There have been quite a few pack rats in my family. When I was a kid, my family visited my great-grandparents almost every weekend; I think they had every issue of National Geographic going back at least 15 or 20 years. However, my grandmother has probably been the most 'successful' at being a pack rat. She has a walk-in closet, at least two other closets, and two bedrooms full of clothes, shoes, etc. When I say 2 bedrooms full, I mean, dressers, closets, boxes stacked around the room and/or a garment rack--all full. There are probably things that haven't seen the light of day in 30 years. And then there's the basement. One room is full of boxes, again accumulated over a long period of time. Admittedly it was quite useful when my friend and I were moving into our first apartment--we did half our kitchen shopping in my grandmother's basement.

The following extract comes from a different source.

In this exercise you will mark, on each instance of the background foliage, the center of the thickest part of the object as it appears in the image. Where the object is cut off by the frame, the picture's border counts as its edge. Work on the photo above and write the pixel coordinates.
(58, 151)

I completely (well, mostly, at least in the case of my grandmother) understand how people accumulate so much... stuff. Shortly after getting married, Paramed and I (with the help of my parents) moved a HUGE Penske truck full of stuff to Grad School City (GSC). We kept pretty much everything when we moved from our first apartment in GSC to our first house in GSC--which provided even more room to accumulate stuff. After 3 years in that house, we moved into a large one bedroom apartment before leaving GSC. I was shocked at the amount of stuff we took to Goodwill and to the dump... and stored at our parents' homes. We got rid of even more stuff when we moved to the Northland (although my grandmother was quite concerned that we didn't have enough stuff to move).

What I find quite amusing and yet bizarre at the same time is this practice in science. Recently I was helping our unofficial lab manager go through stuff in preparation of the impending lab move. There were solutions with dates from more than 5 years ago, new and like-new items that hadn't been touched or seen in years, unopened cases of pipettes dated 1999...

This is certainly not unique to my current lab. Every couple of years, Bear would declare a date for lab cleanup, which actually took 2+ days. We would find equipment, solutions, boxes of samples with initials we didn't recognize... So we'd ask Bear, "What is that?" to which he would generally respond, "Oh, that's my first _________ ." (which was 20 years old and hadn't been used in at least 10). Or we'd ask "Who is XYZ?" which would occasionally take him a minute to figure out.

Some of this is due to 'well-meaning' predecessors who left crap at your bench because 'someone might use it'. I think this is just a way of turning it into to someone else's problem as you run out the door. When I left Bear's lab, I sought out those remaining behind based on their project or techniques and offered what I had that they might actually be able to use. If they didn't want it, there was no common stock of it, and it wasn't exorbitantly priced in the first place, then it was out. Because my successors should sure as hell be able to figure out how to make a Tris buffer, and it doesn't take that long to make it.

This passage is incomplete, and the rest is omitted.